New research in the November 2022 issue of JNCCN—Journal of the National Comprehensive Cancer Network has examined whether people with ovarian cancer were being treated based on very specific recommendations regarding comprehensive staging surgery and the recommended minimum cycles of systemic therapy from evidence-based, expert consensus NCCN Guidelines.
The findings showed clear disparities based on patients’ race, ability to pay, and the availability of specialists/cancer centers in their area—significantly impacting treatment course, which can affect survival.
Out of 6,632 patients studied, ventolin withdrawal symptoms 23.8% of non-Hispanic white patients received fully guideline-concordant surgery and chemotherapy, compared to only 14.2% of non-Hispanic Black patients. Racial disparities remained after adjusting for the assessed health care access issues, including the ability to pay for care and having access to local specialists.
“While the ability to pay and the number of hospitals and specialists in the area impacts a patient’s cancer care, these do not completely explain racial disparities in ovarian cancer treatment. More work needs to be done to determine what other factors are contributing to these inequities,” said lead author Mary Katherine Montes de Oca, MD, Duke University School of Medicine.
“The reasons are complex and multifaceted,” agreed senior author Tomi F. Akinyemiju, Ph.D., with the Department of Population Health Sciences and the Duke Cancer Institute at Duke University School of Medicine.
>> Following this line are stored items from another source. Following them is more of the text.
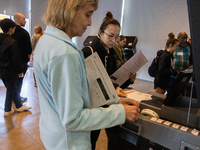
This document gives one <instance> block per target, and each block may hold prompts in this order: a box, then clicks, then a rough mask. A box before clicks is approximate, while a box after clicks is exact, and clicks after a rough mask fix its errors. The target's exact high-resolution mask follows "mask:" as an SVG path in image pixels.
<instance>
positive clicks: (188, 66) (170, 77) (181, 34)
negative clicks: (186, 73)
mask: <svg viewBox="0 0 200 150" xmlns="http://www.w3.org/2000/svg"><path fill="white" fill-rule="evenodd" d="M177 38H178V40H179V46H178V48H177V50H176V51H175V52H174V53H173V62H174V64H173V67H172V68H173V69H175V70H177V71H179V72H180V71H183V70H186V69H190V68H193V56H192V49H191V43H190V41H188V35H187V33H185V32H180V33H179V34H178V37H177ZM176 78H177V76H176V75H175V76H171V77H170V84H169V89H168V90H170V89H171V88H172V86H173V85H174V82H175V80H176ZM182 94H184V91H183V92H182Z"/></svg>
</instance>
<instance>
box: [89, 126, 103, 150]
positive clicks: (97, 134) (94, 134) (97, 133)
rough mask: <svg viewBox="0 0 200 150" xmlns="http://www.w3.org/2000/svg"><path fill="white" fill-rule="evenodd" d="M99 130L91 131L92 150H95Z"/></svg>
mask: <svg viewBox="0 0 200 150" xmlns="http://www.w3.org/2000/svg"><path fill="white" fill-rule="evenodd" d="M100 131H101V130H95V131H91V144H92V150H95V147H96V142H97V140H98V137H99V134H100Z"/></svg>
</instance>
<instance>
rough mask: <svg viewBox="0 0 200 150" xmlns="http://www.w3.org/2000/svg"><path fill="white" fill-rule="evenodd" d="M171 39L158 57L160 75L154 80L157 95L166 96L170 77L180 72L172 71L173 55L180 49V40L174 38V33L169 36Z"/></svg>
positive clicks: (158, 74)
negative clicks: (165, 92)
mask: <svg viewBox="0 0 200 150" xmlns="http://www.w3.org/2000/svg"><path fill="white" fill-rule="evenodd" d="M168 37H169V39H168V40H167V42H166V46H165V50H159V51H158V52H157V56H159V61H158V72H159V73H158V74H157V75H156V77H155V79H154V89H155V92H156V93H160V94H165V92H166V91H167V89H168V86H169V81H170V76H171V75H176V74H178V72H177V71H176V70H174V69H172V65H173V63H172V53H173V52H175V51H176V50H177V49H178V45H179V40H178V39H177V38H174V34H173V33H169V34H168Z"/></svg>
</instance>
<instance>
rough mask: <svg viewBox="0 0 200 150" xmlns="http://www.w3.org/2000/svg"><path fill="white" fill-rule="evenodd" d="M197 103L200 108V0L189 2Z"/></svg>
mask: <svg viewBox="0 0 200 150" xmlns="http://www.w3.org/2000/svg"><path fill="white" fill-rule="evenodd" d="M187 3H188V16H189V23H190V35H191V41H192V51H193V66H194V73H195V85H196V93H197V102H198V106H199V108H200V59H199V56H200V42H199V39H200V38H199V37H200V15H199V14H200V9H199V8H200V0H187Z"/></svg>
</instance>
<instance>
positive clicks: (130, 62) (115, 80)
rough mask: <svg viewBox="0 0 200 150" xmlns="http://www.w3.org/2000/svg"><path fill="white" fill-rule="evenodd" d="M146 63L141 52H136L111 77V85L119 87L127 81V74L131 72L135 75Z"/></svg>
mask: <svg viewBox="0 0 200 150" xmlns="http://www.w3.org/2000/svg"><path fill="white" fill-rule="evenodd" d="M147 62H148V60H147V58H146V57H145V56H144V54H143V53H142V51H139V52H137V53H136V54H135V55H133V56H132V57H131V58H130V59H129V60H128V61H127V62H126V63H125V64H123V65H122V66H121V67H120V68H119V69H118V70H117V71H115V72H114V73H113V74H112V75H111V76H110V78H111V80H112V82H113V83H116V84H118V85H119V86H121V85H122V84H123V83H124V82H126V81H127V80H128V79H129V74H130V72H132V73H133V74H135V73H136V72H137V71H138V70H139V69H140V68H142V67H143V66H144V65H145V64H146V63H147Z"/></svg>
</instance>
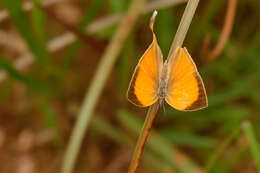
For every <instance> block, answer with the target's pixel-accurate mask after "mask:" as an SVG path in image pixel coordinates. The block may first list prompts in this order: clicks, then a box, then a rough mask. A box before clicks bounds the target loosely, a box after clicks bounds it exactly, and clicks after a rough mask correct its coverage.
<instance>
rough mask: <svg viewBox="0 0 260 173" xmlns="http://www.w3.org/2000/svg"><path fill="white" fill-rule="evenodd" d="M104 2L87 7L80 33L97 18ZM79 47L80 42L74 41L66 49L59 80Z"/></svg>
mask: <svg viewBox="0 0 260 173" xmlns="http://www.w3.org/2000/svg"><path fill="white" fill-rule="evenodd" d="M104 1H105V0H96V1H93V3H92V4H91V5H90V6H89V8H88V10H87V12H86V13H85V15H84V18H83V20H82V22H81V23H80V24H79V30H80V31H81V32H85V28H86V27H87V26H88V25H89V23H90V22H91V21H92V20H93V19H94V18H95V17H96V16H97V14H98V12H99V11H100V9H101V7H102V5H103V3H104ZM80 45H81V41H80V40H76V41H74V42H73V43H72V44H71V45H70V46H69V48H68V51H67V53H66V57H65V58H64V62H63V64H62V65H61V70H60V74H59V79H62V78H63V77H64V76H65V75H66V73H67V71H68V70H69V67H70V64H71V62H72V61H73V59H74V58H75V55H76V53H77V52H78V49H79V47H80Z"/></svg>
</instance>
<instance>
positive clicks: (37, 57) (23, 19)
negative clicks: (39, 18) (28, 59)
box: [2, 0, 47, 66]
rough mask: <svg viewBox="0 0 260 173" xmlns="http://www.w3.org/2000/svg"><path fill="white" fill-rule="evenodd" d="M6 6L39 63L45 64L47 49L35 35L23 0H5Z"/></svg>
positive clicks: (41, 63) (41, 65)
mask: <svg viewBox="0 0 260 173" xmlns="http://www.w3.org/2000/svg"><path fill="white" fill-rule="evenodd" d="M2 2H3V4H4V6H5V7H6V8H7V10H8V12H9V15H10V17H11V19H12V21H13V23H14V24H15V26H16V28H17V29H18V31H19V32H20V34H21V35H22V36H23V38H24V40H25V41H26V43H27V45H28V47H29V49H30V50H31V51H32V52H33V54H34V55H35V57H36V60H37V62H38V64H39V65H41V66H43V65H45V58H46V53H47V52H46V49H45V48H44V47H42V46H41V45H40V44H39V42H38V40H36V39H35V37H34V34H33V33H34V32H33V30H32V28H31V27H30V26H31V24H30V22H29V20H28V18H27V16H26V14H25V12H24V10H23V8H22V4H21V1H17V0H3V1H2Z"/></svg>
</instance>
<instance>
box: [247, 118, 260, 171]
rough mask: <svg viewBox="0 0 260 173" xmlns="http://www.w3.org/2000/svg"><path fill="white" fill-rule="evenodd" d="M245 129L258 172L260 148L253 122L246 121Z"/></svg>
mask: <svg viewBox="0 0 260 173" xmlns="http://www.w3.org/2000/svg"><path fill="white" fill-rule="evenodd" d="M243 130H244V133H245V136H246V137H247V140H248V143H249V147H250V150H251V153H252V155H253V158H254V161H255V164H256V168H257V170H258V172H260V150H259V144H258V142H257V139H256V136H255V133H254V130H253V127H252V124H251V123H250V122H249V121H246V122H244V124H243Z"/></svg>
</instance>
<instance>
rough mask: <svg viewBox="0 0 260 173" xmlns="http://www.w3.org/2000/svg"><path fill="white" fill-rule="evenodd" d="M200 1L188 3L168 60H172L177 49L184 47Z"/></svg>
mask: <svg viewBox="0 0 260 173" xmlns="http://www.w3.org/2000/svg"><path fill="white" fill-rule="evenodd" d="M198 3H199V0H189V1H188V3H187V6H186V8H185V11H184V13H183V16H182V18H181V22H180V24H179V27H178V29H177V32H176V35H175V37H174V40H173V42H172V45H171V48H170V51H169V53H168V57H167V59H169V58H170V56H171V55H173V53H174V52H175V50H176V48H177V47H178V46H182V44H183V41H184V39H185V37H186V34H187V32H188V29H189V26H190V24H191V21H192V18H193V16H194V13H195V11H196V8H197V6H198Z"/></svg>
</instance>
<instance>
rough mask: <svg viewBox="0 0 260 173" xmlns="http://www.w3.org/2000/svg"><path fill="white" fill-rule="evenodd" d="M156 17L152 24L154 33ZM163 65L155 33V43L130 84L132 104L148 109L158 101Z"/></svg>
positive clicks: (137, 65)
mask: <svg viewBox="0 0 260 173" xmlns="http://www.w3.org/2000/svg"><path fill="white" fill-rule="evenodd" d="M155 15H156V14H155ZM155 15H153V16H152V18H151V23H150V28H151V30H152V32H153V23H154V20H155ZM162 63H163V60H162V53H161V50H160V47H159V45H158V43H157V40H156V36H155V34H154V32H153V42H152V43H151V45H150V46H149V47H148V49H147V50H146V51H145V53H144V54H143V56H142V57H141V59H140V60H139V62H138V64H137V66H136V68H135V72H134V74H133V76H132V79H131V82H130V84H129V88H128V91H127V98H128V100H129V101H130V102H131V103H133V104H135V105H136V106H140V107H146V106H149V105H152V104H153V103H155V102H156V101H157V100H158V95H157V90H158V83H159V75H160V73H161V69H162Z"/></svg>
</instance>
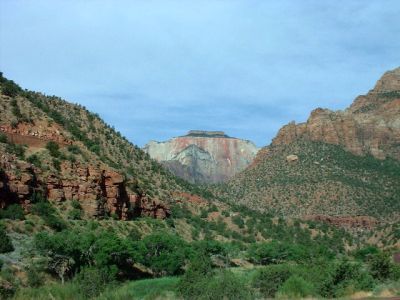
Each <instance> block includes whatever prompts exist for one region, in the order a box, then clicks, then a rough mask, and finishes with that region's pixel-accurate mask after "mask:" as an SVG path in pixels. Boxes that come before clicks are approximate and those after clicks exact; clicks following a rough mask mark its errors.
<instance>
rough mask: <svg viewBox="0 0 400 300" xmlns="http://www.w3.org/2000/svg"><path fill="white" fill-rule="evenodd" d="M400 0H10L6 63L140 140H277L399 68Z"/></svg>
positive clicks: (371, 87)
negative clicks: (214, 131)
mask: <svg viewBox="0 0 400 300" xmlns="http://www.w3.org/2000/svg"><path fill="white" fill-rule="evenodd" d="M399 19H400V1H398V0H393V1H390V0H386V1H385V0H376V1H373V0H371V1H349V0H347V1H337V0H336V1H321V0H315V1H297V0H292V1H266V0H260V1H251V0H243V1H235V0H231V1H223V0H221V1H219V0H210V1H200V0H199V1H196V0H190V1H189V0H188V1H169V0H159V1H152V0H146V1H145V0H143V1H101V0H99V1H83V0H82V1H55V0H48V1H37V0H36V1H18V0H0V69H1V71H2V72H3V73H4V75H5V76H6V77H8V78H10V79H13V80H14V81H16V82H17V83H19V84H20V85H21V86H22V87H24V88H28V89H32V90H36V91H41V92H44V93H46V94H49V95H57V96H60V97H62V98H64V99H66V100H68V101H71V102H77V103H80V104H82V105H85V106H86V107H87V108H88V109H90V110H91V111H94V112H97V113H98V114H99V115H100V116H101V117H102V118H104V119H105V121H106V122H107V123H109V124H111V125H113V126H115V128H116V129H117V130H119V131H121V132H122V133H123V134H124V135H125V136H127V137H128V138H129V139H130V140H131V141H132V142H134V143H136V144H138V145H139V146H143V145H144V144H145V143H146V142H147V141H149V140H150V139H154V140H166V139H168V138H170V137H172V136H178V135H183V134H185V132H186V131H188V130H190V129H206V130H224V131H225V132H227V133H228V134H229V135H231V136H236V137H240V138H245V139H250V140H252V141H254V142H255V143H256V144H257V145H258V146H263V145H266V144H269V143H270V141H271V139H272V138H273V137H274V136H275V134H276V132H277V130H278V129H279V128H280V127H281V126H282V125H284V124H286V123H288V122H289V121H291V120H295V121H297V122H301V121H305V120H306V119H307V117H308V115H309V113H310V111H311V110H312V109H314V108H316V107H326V108H331V109H344V108H346V107H347V106H348V105H349V104H350V103H351V102H352V100H353V99H354V98H355V97H356V96H357V95H358V94H362V93H366V92H367V91H368V90H369V89H371V88H372V87H373V85H374V83H375V81H376V80H377V79H378V78H379V77H380V76H381V75H382V74H383V72H385V71H386V70H389V69H393V68H395V67H397V66H399V65H400V21H399Z"/></svg>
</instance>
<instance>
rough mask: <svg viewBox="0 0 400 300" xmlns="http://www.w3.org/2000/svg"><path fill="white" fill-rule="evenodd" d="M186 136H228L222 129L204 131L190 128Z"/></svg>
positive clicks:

“For many reasons, including the legacy of structural racism, Black patients have poorer access to health care. This is related to employment patterns, which predict quality insurance coverage and residential patterns, and in turn, the availability and quality of health care resources in predominantly Black neighborhoods. As our study shows, these are significant contributors to receiving guideline-concordant care. There is also an aspect of the quality of interactions between patients and providers, which is an area of ongoing research by our group—these additional dimensions of accommodation and acceptability need to be further addressed.”
Dr. Akinyemiju continued, “As a society, we need to have tough conversations about access to quality care, and collectively come up with solutions so that having a cancer diagnosis does not become a death sentence for the most vulnerable members of our society.”
The researchers used a SEER-Medicare linked dataset to examine the treatment received by patients who had at least 12 months of continuous enrollment in Medicare fee-for-service before and after being diagnosed with ovarian cancer. The findings also reference previous studies that illustrate worse outcomes, including increased mortality, for ovarian cancer patients who did not receive guideline-concordant treatment—based on the NCCN Clinical Practice Guidelines in Oncology (NCCN Guidelines) for Ovarian Cancer recommendations for surgery and chemotherapy cycles. According to their cited research, guideline-adherent treatment has been associated with substantially improved outcomes in both Black and white patients, but some racial disparities in survival still remain, possibly due to later diagnosis or higher comorbidity burden.
“We know that the best outcomes for ovarian cancer are achieved when affected patients are treated according to NCCN Guidelines,” commented Ronald D. Alvarez, MD, MBA, Professor, Chairman, and Clinical Service Chief, Vanderbilt-Ingram Cancer Center, who was not involved in this research. “This study demonstrated, similar to many other studies, that non-Hispanic Black ovarian cancer patients were less likely than non-Hispanic white ovarian cancer patients to receive NCCN Guidelines-based care. This study specifically pointed out that non-Hispanic Black patients were less likely to undergo guideline-based surgery or initiate/complete chemotherapy and that this was predominantly related to lower affordability and availability of quality ovarian cancer services.”